Difficile donc de ne pas trouver dans la franchise Assassin’s Creed de quoi nous satisfaire sur tous les plans. Pour le côté jeu, chacun y trouvera son compte, plutôt infiltration pour les premiers épisodes, plutôt gestion avec le troisième numéro ou encore un peu de multijoueur avec Assassin’s Creed Unity. A chaque fois cependant les critiques saluent les efforts sur le gameplay et la réalisation graphique comme sur le scénario qui tient la route malgré les petits compromis avec l’Histoire. Transposé le jeu en cuisine aurait pu être difficile car la nourriture passe au second plan dans la plupart des jeux mais grâce au troisième volet de la saga, on voit bien que les possibilités autour du gibier sont assez nombreuses et que l’on peut quand même proposer des choses assez inhabituelles comme la soupe de moelle. J’avoue que cuisiner les abats n’est pas ma tasse de thé et que les os généralement termine dans la poubelle mais pourquoi pas finalement ? Des suggestions, des recettes ou simplement une envie de dire à quel point vous adorez jouer à l’assassin ? N’hésitez pas à laisser un commentaire juste en-dessous, c’est toujours un plaisir de vous lire aussi.

3 Responses

  1. Laurent

    Hey, merci pour le commentaire, une petite réponse en passant : j’avais 2 options pour la partie culinaire, effectivement le côté époques multiples était comme vous le signalez justement envisageable pour toute la sage condensée en un seul repas ‘entrée-plat-dessert-rhum’, et vos propositions sont les bienvenues et complémentaires aux miennes. J’ai pris le parti de rester sur Assassin’s Creed III pour pouvoir proposer 2 plats qui, disons-le, sortent un peu de l’ordinaire dans les cuisines aujourd’hui.

    Tout à fait d’accord avec votre dernier argument concernant le visuel également.

    Au plaisir de se croiser un jour IRL pour partager nos points de vues respectifs ! Autour d’un rhum peut-être ? 😉

    • Julien ERB

      oulà. résumer une saga aussi variée en termes de personnages et d’époque en un seul menu c’est une tâche ardue qui risque de donner des résultats bizarres non ? j’imagine le truc : une entrée italienne, un plat de gibier, un dessert moyen-oriental et un cocktail de rhum ça ferait un mélange bizarre. 😛

      en tout cas si vous arrivez à proposer quelque chose de cohérent, ça démontrera une fois de plus le talent de la team gastronogeek 😉
      de mon côté je peux pas vous aider plus que ça (si on peut appeler ça une aide) car mon talent culinaire est très limité. pour l’instant le mieux que je puisse faire c’est des recettes pokemon (j’appelle ça des pokerecettes).
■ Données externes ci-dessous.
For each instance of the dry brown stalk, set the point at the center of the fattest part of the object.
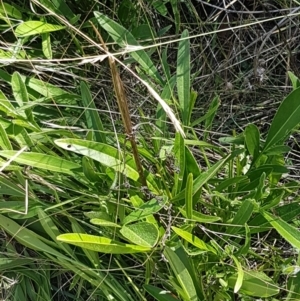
(123, 107)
      Pour l’IRL, si vous venez à bastia, ça sera avec plaisir. 🙂

  2. Julien ERB

    il est vrai que dans les jeux il est difficile de tirer quelque chose de culinaire, mais plus que de trouver des points dans le jeu, pourquoi ne pas simplement se renseigner sur les cuisines d’époques dans les endroits du jeu ? la cuisine italienne du 16ème siècle pour Ezio convient parfaitement car justement à l’époque de la renaissance, il y eu un renouveau culinaire qui amena plus de raffinement.
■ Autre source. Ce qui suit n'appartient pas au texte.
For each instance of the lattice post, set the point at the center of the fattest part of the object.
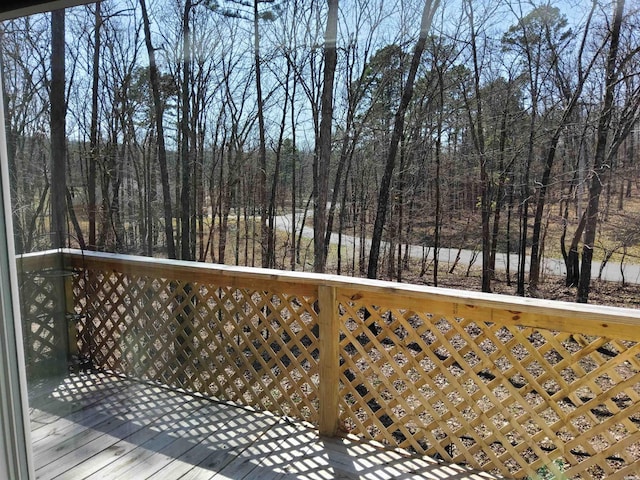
(328, 320)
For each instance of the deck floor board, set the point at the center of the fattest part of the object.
(102, 427)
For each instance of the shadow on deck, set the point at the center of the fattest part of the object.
(101, 426)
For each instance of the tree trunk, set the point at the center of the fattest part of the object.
(398, 129)
(58, 133)
(93, 130)
(599, 165)
(322, 157)
(185, 153)
(162, 151)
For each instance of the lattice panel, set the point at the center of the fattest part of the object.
(44, 323)
(491, 396)
(252, 347)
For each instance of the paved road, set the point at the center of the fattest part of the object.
(551, 266)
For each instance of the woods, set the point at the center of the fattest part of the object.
(215, 131)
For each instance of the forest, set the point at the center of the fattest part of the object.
(358, 137)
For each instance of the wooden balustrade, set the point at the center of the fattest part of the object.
(514, 386)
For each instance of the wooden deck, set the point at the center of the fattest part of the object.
(104, 427)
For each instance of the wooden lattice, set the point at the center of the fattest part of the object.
(507, 399)
(255, 347)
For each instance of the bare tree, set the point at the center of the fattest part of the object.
(58, 130)
(162, 150)
(398, 129)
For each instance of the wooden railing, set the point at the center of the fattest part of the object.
(518, 387)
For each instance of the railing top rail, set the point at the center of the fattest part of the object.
(612, 322)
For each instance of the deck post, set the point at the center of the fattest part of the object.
(328, 320)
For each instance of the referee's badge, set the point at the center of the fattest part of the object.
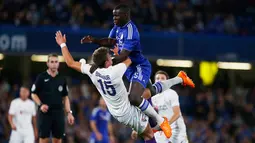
(60, 88)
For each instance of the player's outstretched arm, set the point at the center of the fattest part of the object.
(61, 41)
(107, 42)
(121, 57)
(127, 62)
    ou alors ne pas forcément prendre des recettes historiques mais des plat avec une certaine façon de penser. par exemple, un menu pirate autour d’edward kenway (personnage le plus intéressant pour moi) se ferait avec une entrée euphorique et frivole (comme a son début de l’histoire où il cherche juste à gagner du pognon), un plat de résistance puissant comme la découverte des assassin’s qui lui montrent qu’il existe des objectifs plus grand que sa petite personne et un dessert de la rédemption doux et fin. évidemment avec un cocktail à base de rhum 😉

    enfin juste pour dire qu’il ne faut pas forcément faire des plats qui sont décrits dans un jeu, mais quelque chose d’approchant philosophiquement parlant, ou même un détail. je prends par exemple la tarte oeil de sauron qui n’a besoin que de son visuel pour être identifiable.